Mayor Michael R. Bloomberg Wednesday proclaimed April 2009 as MillionTreesNYC Month in New York City. The month seeks to engage New Yorkers in MillionTreesNYC, a public-private partnership between the City of New York and New York Restoration Project (NYRP) that aims to plant one million new trees throughout the five boroughs by 2017.

It was announced at the event that 173,229 trees have been planted since MillionTreesNYC was launched in October 2007, far exceeding the initiative’s yearly target planting goal.

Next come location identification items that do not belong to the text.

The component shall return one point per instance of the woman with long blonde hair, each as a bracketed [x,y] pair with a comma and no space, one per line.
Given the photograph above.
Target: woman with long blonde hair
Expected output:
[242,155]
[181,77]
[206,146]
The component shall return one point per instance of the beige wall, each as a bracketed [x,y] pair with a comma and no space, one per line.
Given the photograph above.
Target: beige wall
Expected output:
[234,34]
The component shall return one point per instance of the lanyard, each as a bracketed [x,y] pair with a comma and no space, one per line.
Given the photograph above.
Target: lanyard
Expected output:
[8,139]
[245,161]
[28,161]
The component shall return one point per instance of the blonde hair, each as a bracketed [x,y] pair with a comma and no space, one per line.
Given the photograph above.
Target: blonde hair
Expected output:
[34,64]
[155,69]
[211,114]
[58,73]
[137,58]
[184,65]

“Spring is a time for growth and renewal, and MillionTreesNYC Month in April 2009 encourages all New Yorkers to get involved in greening our city,” said Mayor Bloomberg. “By planting trees in parks, on streets, and in your own front and backyards, you can help create cleaner air and cooler streets, which will improve the health of all New Yorkers..”

Trees have been planted in places such as schoolyards, public housing sites, health care facilities, business districts, commercial and residential developments, front yards and other private lands.

Throughout the month, Parks, NYRP, and MillionTreesNYC partners will host free citywide events for the public, including Earth Day and Arbor Day celebrations, tree education seminars, tree stewardship workshops, tree pruning instructional courses, and Urban Park Ranger tree identification hikes throughout the city.

All New Yorkers are encouraged to plant trees in their front and backyards during MillionTreesNYC Month. The One in a Million Tree Coupon, supported by BNP Paribas, offers $20 off the purchase of a 1-inch caliper or larger tree at 13 select New York City garden centers and nurseries throughout the five boroughs.

Coupons are available online at, the MillionTreesNYC official web site, or at participating nurseries. All New Yorkers will share in the many benefits that come from planting trees in their yards — more beautiful neighborhoods; cleaner air and water; higher property values; energy savings; cooler summer streets; and a healthier, more environmentally sustainable City.